The
collection of music automata was initiated in 1958 by the purchase
of a Polyphon (Germany, end of the 19th century). Since then, the
collection has continuously increased by the purchase of new items.
In 1962 it was decided to arrange an exhibition presenting the means
of sound recording and playback in its historical evolution. In
this regard, there was deployed a programme of identification and
purchase of the mechanic music devices in the country, using all
possible investigation means, activity which resulted in a consistent
collection. Most of the heritage items were purchased and only few
of them donated. The donations mainly consisted in recording supports:
cardboard, metal or ebonite disks, wax reels for the phonographs,
perforated tapes and cards for the mechanical pianos and pianolas.
Thus, the permanent
exhibition "Sound Recording and Playback" was inaugurated
in 1966, in its first form, while in 1972 it was rearranged in a
presentation still in use nowadays.
The permanent exhibition
"Sound Recording and Playback" describes the history of
mechanical music, with all its panorama of devices of automatic
music, rustic or cult, simple or complex. Music automata displayed
in the exhibition are grouped according to the recording support,
which contains the programmed melody: pin reel, disk, perforated
card or tape. The recording support determines the functioning of
acoustic elements, such as bells, vibrating blades and strings,
acoustic pipes, etc.
The prehistory of
mechanical music starts in Antiquity, with the water organ named
hydraulis, invented around 200 B.C. by Ctesibios of Alexandria,
device which used the water weight to regulate the air pressure
penetrating through the organ tubes.
The eolian harp,
also known by the old Greeks, can be considered as the first automatic
instrument. Intitled Aeolus, from the name of the Greek god of the
wind, it was musch disseminated throughout 10th century England.
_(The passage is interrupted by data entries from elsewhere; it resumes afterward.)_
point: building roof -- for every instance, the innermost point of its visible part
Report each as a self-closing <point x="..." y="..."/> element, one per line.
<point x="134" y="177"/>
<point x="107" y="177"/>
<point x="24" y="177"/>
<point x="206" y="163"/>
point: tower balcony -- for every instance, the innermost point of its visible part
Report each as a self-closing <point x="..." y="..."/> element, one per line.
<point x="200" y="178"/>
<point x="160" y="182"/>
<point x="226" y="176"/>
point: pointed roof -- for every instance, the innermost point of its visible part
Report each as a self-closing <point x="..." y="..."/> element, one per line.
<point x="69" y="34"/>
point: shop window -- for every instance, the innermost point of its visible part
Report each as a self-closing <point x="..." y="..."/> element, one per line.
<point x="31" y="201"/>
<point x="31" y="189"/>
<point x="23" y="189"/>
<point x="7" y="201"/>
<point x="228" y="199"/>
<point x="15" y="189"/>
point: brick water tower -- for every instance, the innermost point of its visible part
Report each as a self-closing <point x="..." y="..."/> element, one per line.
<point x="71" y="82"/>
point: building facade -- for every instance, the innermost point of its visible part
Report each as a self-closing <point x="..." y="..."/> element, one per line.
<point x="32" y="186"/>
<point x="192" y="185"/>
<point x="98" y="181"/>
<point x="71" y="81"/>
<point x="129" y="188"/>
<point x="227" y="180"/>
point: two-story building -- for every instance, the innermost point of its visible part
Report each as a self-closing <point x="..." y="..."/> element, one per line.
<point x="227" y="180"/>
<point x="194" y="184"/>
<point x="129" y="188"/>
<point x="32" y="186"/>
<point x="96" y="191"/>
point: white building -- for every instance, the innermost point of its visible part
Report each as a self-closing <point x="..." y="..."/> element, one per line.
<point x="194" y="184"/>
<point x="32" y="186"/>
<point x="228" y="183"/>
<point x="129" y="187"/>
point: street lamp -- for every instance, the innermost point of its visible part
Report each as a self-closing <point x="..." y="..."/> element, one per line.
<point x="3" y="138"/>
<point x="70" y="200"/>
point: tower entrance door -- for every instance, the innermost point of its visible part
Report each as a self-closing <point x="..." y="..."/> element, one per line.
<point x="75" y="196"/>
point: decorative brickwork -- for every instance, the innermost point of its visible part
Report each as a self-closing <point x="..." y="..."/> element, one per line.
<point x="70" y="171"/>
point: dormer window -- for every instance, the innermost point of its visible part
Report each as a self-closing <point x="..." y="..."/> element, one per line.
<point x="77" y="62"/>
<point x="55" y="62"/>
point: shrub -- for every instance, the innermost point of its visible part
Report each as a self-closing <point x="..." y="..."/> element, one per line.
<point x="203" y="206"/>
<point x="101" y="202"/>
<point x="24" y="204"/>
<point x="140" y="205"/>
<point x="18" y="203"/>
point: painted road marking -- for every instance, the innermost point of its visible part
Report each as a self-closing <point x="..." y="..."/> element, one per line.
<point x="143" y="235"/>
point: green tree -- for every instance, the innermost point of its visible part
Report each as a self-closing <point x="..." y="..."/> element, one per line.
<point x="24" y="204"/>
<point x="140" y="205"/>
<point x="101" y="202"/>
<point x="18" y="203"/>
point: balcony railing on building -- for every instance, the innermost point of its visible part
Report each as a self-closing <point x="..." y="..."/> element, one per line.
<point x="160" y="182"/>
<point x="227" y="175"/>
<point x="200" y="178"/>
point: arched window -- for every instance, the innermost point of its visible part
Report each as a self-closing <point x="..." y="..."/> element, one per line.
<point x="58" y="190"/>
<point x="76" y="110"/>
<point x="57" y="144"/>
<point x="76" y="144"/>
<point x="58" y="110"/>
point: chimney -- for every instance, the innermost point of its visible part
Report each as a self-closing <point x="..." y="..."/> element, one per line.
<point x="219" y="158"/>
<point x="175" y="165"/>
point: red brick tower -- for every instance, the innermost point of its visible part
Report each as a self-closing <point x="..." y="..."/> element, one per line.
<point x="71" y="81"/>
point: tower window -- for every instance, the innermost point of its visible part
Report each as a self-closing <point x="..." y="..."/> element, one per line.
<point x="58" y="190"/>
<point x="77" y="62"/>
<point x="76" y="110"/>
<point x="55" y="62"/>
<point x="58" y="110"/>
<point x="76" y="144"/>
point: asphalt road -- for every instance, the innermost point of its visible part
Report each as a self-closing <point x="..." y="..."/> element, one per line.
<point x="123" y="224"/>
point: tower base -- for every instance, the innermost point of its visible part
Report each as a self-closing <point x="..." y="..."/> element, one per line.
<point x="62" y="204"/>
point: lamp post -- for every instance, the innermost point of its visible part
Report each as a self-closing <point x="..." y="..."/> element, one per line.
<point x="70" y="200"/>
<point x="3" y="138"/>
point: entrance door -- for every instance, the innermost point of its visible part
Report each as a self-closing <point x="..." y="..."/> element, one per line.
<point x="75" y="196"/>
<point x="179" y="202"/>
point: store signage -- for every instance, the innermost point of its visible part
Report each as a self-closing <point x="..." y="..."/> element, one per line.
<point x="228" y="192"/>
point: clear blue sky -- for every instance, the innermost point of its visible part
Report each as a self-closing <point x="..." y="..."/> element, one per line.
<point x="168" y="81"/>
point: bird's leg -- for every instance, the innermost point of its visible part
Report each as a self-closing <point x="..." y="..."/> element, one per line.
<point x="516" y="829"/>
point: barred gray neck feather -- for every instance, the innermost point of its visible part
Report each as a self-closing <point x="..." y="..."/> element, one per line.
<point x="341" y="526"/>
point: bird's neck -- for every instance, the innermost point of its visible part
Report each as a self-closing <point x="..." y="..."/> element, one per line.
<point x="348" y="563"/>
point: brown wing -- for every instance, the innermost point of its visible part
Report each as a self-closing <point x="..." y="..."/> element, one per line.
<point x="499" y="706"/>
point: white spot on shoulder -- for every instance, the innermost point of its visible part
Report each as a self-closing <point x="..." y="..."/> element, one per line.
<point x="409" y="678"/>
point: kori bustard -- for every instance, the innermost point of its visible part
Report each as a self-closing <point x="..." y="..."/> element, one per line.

It was a wooden case equipped with a series of strings vibrating
as the air stream was flowing.
Another instrument
related to the prehistory of mechanical music was the viella, a
semiautomatic violin appeared in the 10th century France and which
enjoyed a large representation throughout Europe. It was also acknowledged
in Transylvania under the local name of lauta, and also in Moldavia,
yet here as lerla. The museum collection includes one lerla discovered
in Moldova - Sulita, the county of Suceava.